Não é preciso muito esforço para encontrar semelhanças e diferenças no modus operandi dos dois maiores escândalos de corrupção que foram apurados no Brasil nas últimas décadas. Ambos saem do esquema tradicional da corrupção individual tipo “rouba mas faz” (Ademar de Barros, Paulo Maluf e outros), para um complexo modelo de corrupção sistêmica, onde o elo condutor é o partido e sua sobrevivência no poder a qualquer custo.
A corrupção sistêmica, por sua vez, implantou-se nos dois últimos escândalos – o mensalão e o petrolão – com especificidades que serão aqui consideradas. No primeiro modelo, do mensalão, a própria direção do partido hegemônico, através de seus “capos”, viabiliza os recursos e distribui a maior parte entre os aliados, com o envolvimento de empresas privadas de médio porte, tipo pequenos bancos ou para-estatais. Um esquema que deixa os dirigentes do partido muito vulneráveis porque eles se envolvem diretamente nas diversas fases do processo. No segundo modelo, o do petrolão, ocorre uma “socialização previa” na própria origem da captação do “espólio da viúva”, segundo depoimentos trazidos pelas delações premiadas. Cada partido recebe previamente seu quinhão em diretorias com orçamentos vultosos e repassa a “mais valia” ao esquema partidário através de operadores privados.
A inovação no modus operandi deixa o esquema mais longe da Presidência da República e da direção do partido hegemônico.

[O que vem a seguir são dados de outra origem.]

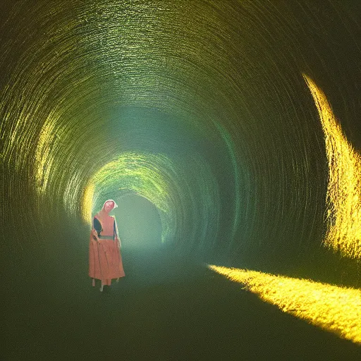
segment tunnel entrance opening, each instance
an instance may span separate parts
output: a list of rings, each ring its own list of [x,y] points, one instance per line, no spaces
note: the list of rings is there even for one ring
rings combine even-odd
[[[161,243],[161,222],[157,207],[136,195],[122,197],[115,215],[122,247],[149,248]]]

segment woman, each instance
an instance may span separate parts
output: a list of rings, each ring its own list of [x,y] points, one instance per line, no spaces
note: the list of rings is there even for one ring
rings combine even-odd
[[[93,219],[89,244],[89,276],[102,282],[100,291],[104,285],[110,286],[111,279],[124,277],[121,255],[121,240],[118,234],[116,219],[109,212],[118,206],[113,200],[105,202],[102,210]]]

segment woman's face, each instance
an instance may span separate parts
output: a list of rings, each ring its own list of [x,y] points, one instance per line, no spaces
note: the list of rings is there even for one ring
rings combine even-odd
[[[112,201],[106,202],[104,207],[104,210],[106,212],[109,213],[111,209],[114,208],[114,202]]]

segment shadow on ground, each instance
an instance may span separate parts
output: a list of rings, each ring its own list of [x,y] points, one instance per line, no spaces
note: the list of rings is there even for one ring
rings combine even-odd
[[[361,360],[361,348],[204,264],[162,248],[123,258],[126,277],[103,293],[85,257],[65,269],[51,257],[22,267],[9,288],[5,359]]]

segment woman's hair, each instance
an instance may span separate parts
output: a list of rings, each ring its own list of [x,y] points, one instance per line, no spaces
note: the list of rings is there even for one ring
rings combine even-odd
[[[106,203],[110,202],[112,202],[113,204],[114,204],[114,207],[111,209],[114,209],[114,208],[116,208],[118,207],[118,204],[116,203],[115,200],[107,200],[104,202],[104,204],[103,204],[103,207],[102,208],[102,211],[104,211],[105,209],[105,204],[106,204]]]

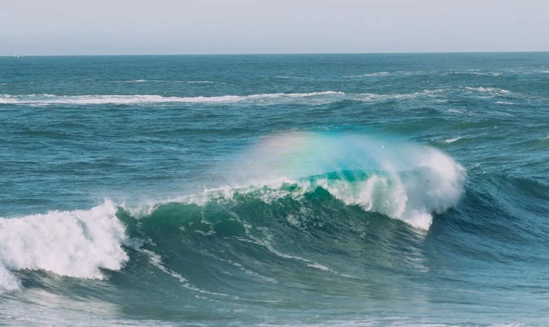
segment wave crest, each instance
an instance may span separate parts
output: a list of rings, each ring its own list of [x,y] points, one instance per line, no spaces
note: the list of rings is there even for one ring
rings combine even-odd
[[[125,227],[107,201],[90,210],[53,211],[0,218],[0,290],[18,287],[8,270],[42,270],[79,278],[103,278],[128,260]]]

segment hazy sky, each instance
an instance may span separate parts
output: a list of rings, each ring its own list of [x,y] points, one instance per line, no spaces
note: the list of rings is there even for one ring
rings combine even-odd
[[[0,0],[0,55],[549,51],[549,0]]]

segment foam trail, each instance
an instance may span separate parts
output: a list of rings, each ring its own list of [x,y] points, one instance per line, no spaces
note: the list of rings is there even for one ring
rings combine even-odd
[[[99,105],[99,104],[152,104],[152,103],[232,103],[250,102],[252,103],[272,104],[300,101],[329,103],[337,101],[345,93],[326,91],[310,93],[273,93],[247,96],[226,95],[221,96],[162,96],[160,95],[81,95],[58,96],[54,94],[0,95],[0,104],[24,104],[36,106]],[[314,103],[314,101],[313,101]]]
[[[19,286],[10,272],[42,270],[63,276],[103,278],[128,260],[125,228],[109,201],[90,210],[53,211],[0,218],[0,290]]]

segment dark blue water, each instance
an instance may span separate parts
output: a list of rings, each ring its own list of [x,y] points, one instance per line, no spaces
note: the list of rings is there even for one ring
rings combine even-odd
[[[0,58],[0,324],[549,324],[549,54]]]

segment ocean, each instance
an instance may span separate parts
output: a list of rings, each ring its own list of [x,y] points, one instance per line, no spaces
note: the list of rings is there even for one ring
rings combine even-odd
[[[549,53],[0,57],[0,324],[549,325]]]

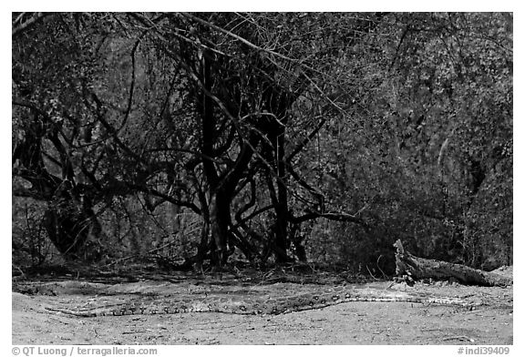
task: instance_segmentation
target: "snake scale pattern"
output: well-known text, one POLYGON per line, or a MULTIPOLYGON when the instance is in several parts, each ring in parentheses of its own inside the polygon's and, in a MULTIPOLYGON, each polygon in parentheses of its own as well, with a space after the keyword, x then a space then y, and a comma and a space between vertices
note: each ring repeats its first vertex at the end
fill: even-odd
POLYGON ((378 289, 340 287, 325 293, 303 293, 282 298, 239 298, 238 296, 193 297, 191 299, 148 298, 124 303, 65 309, 46 307, 46 310, 80 317, 123 316, 148 314, 175 314, 182 312, 224 312, 252 315, 277 315, 352 301, 402 301, 427 304, 472 307, 476 303, 459 298, 437 297, 414 292, 378 289))

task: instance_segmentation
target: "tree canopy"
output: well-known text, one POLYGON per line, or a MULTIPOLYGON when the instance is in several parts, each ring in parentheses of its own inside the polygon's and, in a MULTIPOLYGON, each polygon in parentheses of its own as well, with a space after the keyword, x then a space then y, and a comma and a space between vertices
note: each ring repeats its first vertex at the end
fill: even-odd
POLYGON ((511 260, 511 14, 13 13, 12 29, 14 246, 357 269, 401 239, 511 260))

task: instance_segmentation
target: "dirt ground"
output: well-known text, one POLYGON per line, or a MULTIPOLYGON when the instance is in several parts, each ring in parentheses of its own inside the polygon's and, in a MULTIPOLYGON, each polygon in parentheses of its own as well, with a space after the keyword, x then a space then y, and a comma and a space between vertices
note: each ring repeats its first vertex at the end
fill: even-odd
MULTIPOLYGON (((74 281, 16 285, 13 292, 13 344, 512 344, 512 286, 465 287, 458 284, 399 285, 396 289, 439 291, 486 302, 472 310, 409 302, 345 302, 282 315, 196 312, 81 318, 46 310, 99 299, 74 281), (16 291, 29 291, 32 294, 16 291), (22 288, 21 288, 22 286, 22 288), (50 288, 53 287, 53 288, 50 288), (53 296, 56 295, 56 296, 53 296)), ((180 284, 208 289, 206 284, 180 284)), ((391 286, 383 281, 376 286, 391 286)), ((104 287, 104 293, 148 293, 163 282, 141 281, 104 287)), ((170 288, 171 289, 171 288, 170 288)), ((250 288, 257 293, 257 287, 250 288)), ((296 291, 293 284, 265 286, 277 293, 296 291)), ((306 289, 299 287, 300 289, 306 289)), ((322 289, 322 288, 317 288, 322 289)), ((98 292, 98 293, 97 293, 98 292)), ((194 292, 194 291, 193 291, 194 292)))

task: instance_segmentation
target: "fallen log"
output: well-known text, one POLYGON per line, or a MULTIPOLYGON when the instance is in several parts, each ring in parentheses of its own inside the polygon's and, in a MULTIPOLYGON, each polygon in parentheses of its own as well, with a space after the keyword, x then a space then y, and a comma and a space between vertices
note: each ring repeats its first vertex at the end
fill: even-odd
POLYGON ((394 243, 396 252, 396 274, 411 280, 421 279, 456 279, 467 285, 508 286, 512 278, 495 272, 479 270, 461 264, 416 257, 405 250, 401 240, 394 243))

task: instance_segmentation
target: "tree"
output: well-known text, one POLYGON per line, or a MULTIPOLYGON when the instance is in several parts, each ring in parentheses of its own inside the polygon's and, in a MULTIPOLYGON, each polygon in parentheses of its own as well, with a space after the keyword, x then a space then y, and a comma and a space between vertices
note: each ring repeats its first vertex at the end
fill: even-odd
POLYGON ((511 208, 509 21, 14 14, 14 193, 65 254, 104 245, 122 198, 199 216, 198 264, 305 260, 315 221, 370 256, 417 230, 466 245, 488 182, 511 208))

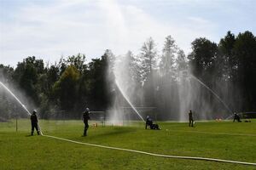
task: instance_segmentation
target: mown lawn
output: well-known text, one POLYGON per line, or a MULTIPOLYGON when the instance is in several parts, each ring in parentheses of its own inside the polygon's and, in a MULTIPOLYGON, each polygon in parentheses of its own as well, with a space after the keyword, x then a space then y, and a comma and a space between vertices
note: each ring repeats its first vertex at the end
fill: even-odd
MULTIPOLYGON (((93 123, 94 122, 90 122, 93 123)), ((82 121, 40 121, 44 134, 142 151, 256 162, 256 120, 252 122, 159 122, 162 130, 133 126, 90 126, 82 121), (166 130, 168 129, 168 130, 166 130), (237 135, 253 134, 253 135, 237 135)), ((0 169, 256 169, 255 166, 171 159, 29 136, 29 120, 0 122, 0 169)))

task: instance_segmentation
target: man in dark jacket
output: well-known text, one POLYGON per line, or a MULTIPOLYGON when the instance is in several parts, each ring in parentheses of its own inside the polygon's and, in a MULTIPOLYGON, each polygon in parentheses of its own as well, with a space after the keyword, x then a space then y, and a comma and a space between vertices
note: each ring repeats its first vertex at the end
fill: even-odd
POLYGON ((39 135, 40 131, 38 129, 38 120, 37 110, 34 110, 33 113, 30 116, 30 120, 31 120, 31 126, 32 126, 31 135, 32 136, 33 135, 35 128, 38 132, 38 134, 39 135))
POLYGON ((239 115, 235 111, 233 122, 235 122, 236 120, 237 121, 237 122, 241 122, 239 115))
POLYGON ((84 136, 87 136, 87 130, 89 128, 88 120, 90 119, 90 110, 86 108, 85 110, 83 112, 84 117, 84 136))
POLYGON ((189 127, 193 127, 194 126, 194 119, 193 119, 193 114, 192 114, 192 110, 190 110, 189 112, 189 127))

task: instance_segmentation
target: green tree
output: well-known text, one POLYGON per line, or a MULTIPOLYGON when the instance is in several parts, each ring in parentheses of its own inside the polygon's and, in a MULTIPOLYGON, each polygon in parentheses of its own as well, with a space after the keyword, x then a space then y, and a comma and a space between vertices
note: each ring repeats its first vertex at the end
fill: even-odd
POLYGON ((55 97, 58 99, 61 109, 73 111, 77 102, 78 82, 80 74, 74 65, 68 65, 54 85, 55 97))

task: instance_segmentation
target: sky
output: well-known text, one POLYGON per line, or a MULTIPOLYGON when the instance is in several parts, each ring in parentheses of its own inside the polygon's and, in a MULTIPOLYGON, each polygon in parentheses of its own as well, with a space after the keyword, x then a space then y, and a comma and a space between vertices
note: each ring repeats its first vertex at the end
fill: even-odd
POLYGON ((139 54, 152 37, 160 54, 171 35, 186 54, 198 37, 218 42, 228 31, 256 34, 254 0, 0 0, 0 64, 27 56, 139 54))

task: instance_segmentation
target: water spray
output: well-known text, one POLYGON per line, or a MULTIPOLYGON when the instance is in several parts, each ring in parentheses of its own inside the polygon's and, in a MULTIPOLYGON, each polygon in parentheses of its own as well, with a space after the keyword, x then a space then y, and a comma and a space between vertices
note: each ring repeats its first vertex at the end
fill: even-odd
MULTIPOLYGON (((22 106, 22 108, 26 111, 26 114, 28 116, 31 116, 32 114, 26 109, 26 107, 25 106, 25 105, 22 104, 21 101, 1 81, 0 81, 0 84, 2 85, 2 87, 4 88, 4 89, 6 89, 18 101, 19 104, 20 104, 20 105, 22 106)), ((43 133, 41 131, 40 126, 39 125, 38 125, 38 129, 39 129, 40 134, 43 135, 43 133)))
POLYGON ((201 84, 203 87, 205 87, 207 89, 208 89, 216 98, 217 99, 224 105, 224 106, 233 115, 233 111, 230 109, 230 107, 224 102, 224 100, 213 91, 207 85, 206 85, 204 82, 202 82, 201 80, 199 80, 196 76, 192 75, 191 73, 189 73, 188 71, 182 71, 181 72, 187 72, 188 76, 196 80, 200 84, 201 84))
POLYGON ((126 96, 126 94, 122 91, 122 89, 119 88, 119 83, 117 81, 115 81, 115 84, 117 86, 117 88, 119 88, 119 92, 121 93, 122 96, 125 98, 125 99, 127 101, 127 103, 131 105, 131 107, 132 108, 132 110, 136 112, 136 114, 142 119, 142 121, 143 122, 146 122, 145 120, 143 119, 143 117, 139 114, 139 112, 135 109, 135 107, 133 106, 133 105, 130 102, 130 100, 128 99, 128 97, 126 96))

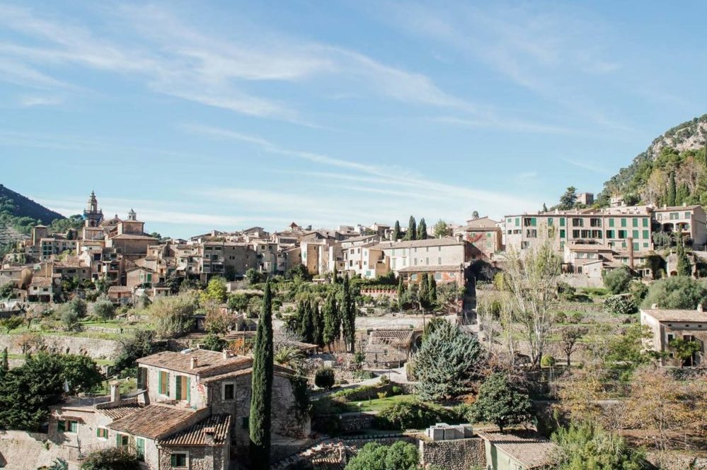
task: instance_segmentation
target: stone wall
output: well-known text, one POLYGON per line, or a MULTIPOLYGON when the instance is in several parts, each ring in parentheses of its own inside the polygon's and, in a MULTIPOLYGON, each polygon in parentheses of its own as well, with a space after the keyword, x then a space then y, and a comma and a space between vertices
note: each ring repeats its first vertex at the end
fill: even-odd
POLYGON ((486 451, 481 437, 452 440, 420 441, 420 462, 437 465, 444 470, 469 470, 485 468, 486 451))
MULTIPOLYGON (((120 344, 110 339, 96 339, 81 336, 42 335, 45 345, 57 351, 73 354, 86 353, 94 359, 115 359, 118 355, 120 344)), ((7 348, 10 354, 21 354, 22 348, 16 344, 18 335, 0 334, 0 350, 7 348)))

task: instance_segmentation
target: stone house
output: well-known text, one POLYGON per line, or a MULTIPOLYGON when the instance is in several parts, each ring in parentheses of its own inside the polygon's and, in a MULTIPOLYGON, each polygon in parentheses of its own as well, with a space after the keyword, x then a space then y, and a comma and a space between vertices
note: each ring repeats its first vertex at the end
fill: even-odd
POLYGON ((556 445, 531 430, 477 431, 484 440, 487 470, 550 470, 556 445))
MULTIPOLYGON (((71 466, 93 450, 127 446, 149 470, 226 470, 247 452, 252 363, 202 349, 142 358, 135 393, 121 397, 113 384, 110 397, 53 407, 47 437, 71 466)), ((309 420, 290 372, 275 367, 272 429, 300 439, 309 420)))
POLYGON ((703 311, 701 305, 694 310, 641 309, 640 324, 648 327, 652 334, 650 338, 644 340, 644 346, 651 351, 667 353, 667 357, 661 359, 662 365, 679 367, 706 363, 707 312, 703 311), (684 362, 674 357, 674 351, 669 346, 670 341, 679 338, 697 341, 700 346, 700 350, 684 362))

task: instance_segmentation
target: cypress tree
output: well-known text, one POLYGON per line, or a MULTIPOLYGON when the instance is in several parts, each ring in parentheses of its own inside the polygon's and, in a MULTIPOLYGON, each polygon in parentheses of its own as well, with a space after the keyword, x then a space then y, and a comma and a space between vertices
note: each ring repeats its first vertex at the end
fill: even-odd
POLYGON ((403 310, 403 295, 405 295, 405 283, 403 282, 403 276, 398 276, 398 307, 403 310))
POLYGON ((319 309, 316 300, 312 304, 312 316, 314 319, 314 344, 324 347, 324 313, 319 309))
POLYGON ((270 468, 270 409, 272 401, 272 298, 270 283, 265 283, 263 310, 258 322, 253 351, 251 415, 251 465, 255 470, 270 468))
POLYGON ((420 303, 427 308, 430 305, 430 277, 427 273, 420 280, 420 303))
POLYGON ((665 204, 668 206, 676 205, 676 196, 677 196, 677 189, 675 187, 675 173, 670 173, 670 179, 668 181, 668 190, 667 196, 666 197, 665 204))
POLYGON ((427 237, 427 224, 425 222, 425 218, 420 219, 420 225, 418 225, 418 240, 426 240, 427 237))
POLYGON ((341 304, 344 342, 348 346, 349 352, 353 353, 356 339, 356 311, 351 295, 351 285, 349 283, 348 275, 344 276, 343 298, 341 304))
POLYGON ((334 294, 329 294, 323 310, 324 331, 322 333, 322 340, 330 348, 332 343, 338 339, 341 333, 341 318, 336 308, 336 296, 334 294))
POLYGON ((398 221, 395 221, 395 225, 393 226, 393 235, 391 237, 391 240, 393 242, 397 242, 398 240, 402 238, 400 231, 400 222, 398 221))
POLYGON ((415 240, 417 237, 418 225, 415 222, 415 218, 410 216, 410 220, 408 221, 408 231, 405 233, 405 239, 409 241, 415 240))
POLYGON ((0 358, 0 379, 10 370, 10 361, 7 358, 7 348, 2 350, 2 357, 0 358))
POLYGON ((301 301, 302 321, 300 324, 299 336, 305 343, 314 342, 314 315, 312 312, 312 305, 309 299, 301 301))
POLYGON ((430 274, 428 283, 430 284, 430 293, 428 294, 430 305, 434 305, 437 303, 437 281, 435 281, 435 276, 432 274, 430 274))

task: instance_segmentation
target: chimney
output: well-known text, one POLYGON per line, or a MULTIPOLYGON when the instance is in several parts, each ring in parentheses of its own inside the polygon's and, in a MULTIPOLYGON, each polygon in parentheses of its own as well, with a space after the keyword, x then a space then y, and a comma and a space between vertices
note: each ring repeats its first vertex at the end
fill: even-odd
POLYGON ((117 403, 120 401, 120 384, 113 382, 110 384, 110 403, 117 403))
POLYGON ((214 428, 204 428, 204 443, 207 445, 214 445, 214 434, 216 430, 214 428))

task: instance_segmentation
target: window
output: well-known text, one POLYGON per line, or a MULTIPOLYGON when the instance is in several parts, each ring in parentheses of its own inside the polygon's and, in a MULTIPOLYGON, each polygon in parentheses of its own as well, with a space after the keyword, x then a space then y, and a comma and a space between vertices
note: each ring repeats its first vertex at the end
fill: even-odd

O problema é a completa perda de controle das operações, porque saiu da cifra dos “milhões” do mensalão para a de “bilhões”, com implicações diretas na imagem e na saúde financeira da maior empresa estatal do País. Nesse novo modelo, a corrupção, que parecia distante do núcleo central do poder, terminou, por consequência, sugerindo uma aproximação maior, pelo claro indício de administração temerária. As consequências são imprevisíveis, pois é um fenômeno inusitado na história do país.
O aperfeiçoamento do delito que ocorreu pela concessão direta aos partidos aliados na fonte, levou, por outro lado, a uma maior facilidade no aumento da parcela da apropriação individual do butim, conforme demonstram as cifras elevadas que muitos envolvidos estão se propondo a devolver.
Outra grande diferença na inovação do modelo é o desnudamento da participação ativa dos corruptores, com as evidências da presença de grandes empresas na montagem do esquema, dentre as quais destaca-se a elite das grandes empreiteiras.
Chega-se enfim a responder a uma inquietação da opinião pública: “por que nunca se chegava lá?” Nesse ponto, cabe destacar o legado do estilo Joaquim Barbosa, que a atual força tarefa do Ministério Público/Polícia Federal está aprofundando. O estilo incisivo da denúncia de Barbosa no mensalão levou a operadores e algumas piabas empresariais pegarem penas muito altas, comparadas ao núcleo político da trama. Já no escândalo da Petrobrás, os operadores mais sofisticados e alguns peixes maiores “dos detentores dos meios de produção” não mais quiseram apostar na impunidade apenas pelo fato de estarem acobertados pela ideologia de que os fins justificam os meios. Como disse Gabeira em um artigo recente, o governo decidiu fugir para frente.
Espero, no entanto, que a sociedade, sem vindita, tome nas mãos o fio condutor da ética, que é menos “espetaculoso”, porém, muito mais consistente para as gerações futuras.
*Sociólogo – ex-professor do Programa de Pós Graduação em Sociologia da UFPB. Pesquisador do Centro Josué de Castro.